99ers Arrested In New York Protest For Additional Weeks Of Unemployment Benefits

99ers Arrested In New York Protest For Additional Weeks Of Unemployment Benefits

Police arrested four people Friday during a small protest outside a New York City unemployment office. The protesters blocked the street to draw attention to the plight of "99ers" -- people who've exhausted 99 weeks of unemployment yet still haven't found work.

"It is not our shame. It is your shame, Congress," shouted Kian Frederick, an advocate for 99ers, into a bullhorn. "Do your job! Shame on you!"

Ninety-niners want Congress to recognize that there are five unemployed workers for every job opening and give the jobless an additional 20 weeks of benefits.

Democrats in the House and Senate have introduced long shot bills to create those extra weeks of aid, but that effort will take a back seat in the lame duck session to the more urgent task of reauthorizing the existing 99 weeks, set to expire at the end of the month. (Some members of Congress and their staffers have been confused about the difference between helping the 99ers and reauthorizing the existing benefits.)

The extended benefits that Congress needs to reauthorize provide up to 73 weeks of aid on top of the 26 weeks provided by states.
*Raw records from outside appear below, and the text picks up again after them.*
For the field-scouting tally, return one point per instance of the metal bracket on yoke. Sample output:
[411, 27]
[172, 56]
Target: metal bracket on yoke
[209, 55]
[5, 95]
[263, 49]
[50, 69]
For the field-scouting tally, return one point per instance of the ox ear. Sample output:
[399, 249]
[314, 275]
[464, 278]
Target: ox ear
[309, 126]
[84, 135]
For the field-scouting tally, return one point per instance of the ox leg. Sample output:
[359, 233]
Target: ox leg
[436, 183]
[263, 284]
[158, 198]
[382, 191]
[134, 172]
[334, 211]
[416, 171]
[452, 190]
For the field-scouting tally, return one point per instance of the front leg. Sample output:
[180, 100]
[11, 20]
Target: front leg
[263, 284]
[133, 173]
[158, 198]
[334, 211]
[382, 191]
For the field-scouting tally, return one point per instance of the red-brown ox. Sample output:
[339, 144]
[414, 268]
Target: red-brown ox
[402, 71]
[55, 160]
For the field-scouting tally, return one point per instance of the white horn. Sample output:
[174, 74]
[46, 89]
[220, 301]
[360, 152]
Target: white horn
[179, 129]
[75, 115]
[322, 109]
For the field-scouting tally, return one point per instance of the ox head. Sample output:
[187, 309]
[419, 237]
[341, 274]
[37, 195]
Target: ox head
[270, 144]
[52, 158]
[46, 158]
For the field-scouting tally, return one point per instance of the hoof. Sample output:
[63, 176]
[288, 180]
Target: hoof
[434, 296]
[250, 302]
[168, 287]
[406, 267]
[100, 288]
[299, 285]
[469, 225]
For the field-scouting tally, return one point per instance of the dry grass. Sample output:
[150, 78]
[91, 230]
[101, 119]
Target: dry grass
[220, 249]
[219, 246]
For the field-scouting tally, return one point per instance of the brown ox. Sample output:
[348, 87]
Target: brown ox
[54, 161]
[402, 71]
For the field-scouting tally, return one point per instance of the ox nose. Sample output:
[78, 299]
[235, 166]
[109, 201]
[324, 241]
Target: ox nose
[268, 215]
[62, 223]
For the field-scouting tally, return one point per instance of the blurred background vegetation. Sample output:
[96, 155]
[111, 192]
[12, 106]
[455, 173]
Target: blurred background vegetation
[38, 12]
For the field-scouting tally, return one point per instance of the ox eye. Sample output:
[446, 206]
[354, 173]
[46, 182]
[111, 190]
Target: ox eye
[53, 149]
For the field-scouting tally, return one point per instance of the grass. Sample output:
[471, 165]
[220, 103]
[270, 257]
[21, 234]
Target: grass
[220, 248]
Five million people currently received the extended benefits, which are routinely enacted in response to recessions and left in place until the unemployment rate declines. If Congress fails to reauthorize the benefits, two million long-term unemployed will prematurely stop receiving checks within one month, according to the National Employment Law Project.

(Nobody knows how many 99ers there are because the government doesn't have the data to make an estimate.)

The Rochester Unemployment Examiner reported that "Kian Fredrick, Yvonne Fitzner, Joe Stanick and Debbie Kloepping were arrested, handcuffed, and spent about 90 minutes in custody before being released."

The local ABC affiliate has video of the protesters blocking the street and getting arrested. WATCH a video of Frederick's speech:

On Wednesday, a dozen labor-organized protesters spoke out against the GOP's opposition to unemployment benefits at incoming House Speaker John Boehner's office in Ohio.

CORRECTION 10/20/11: An earlier version of this article described Frederick as a 99er. She says she was advocating for 99ers but had not been out of work that long herself before she was arrested.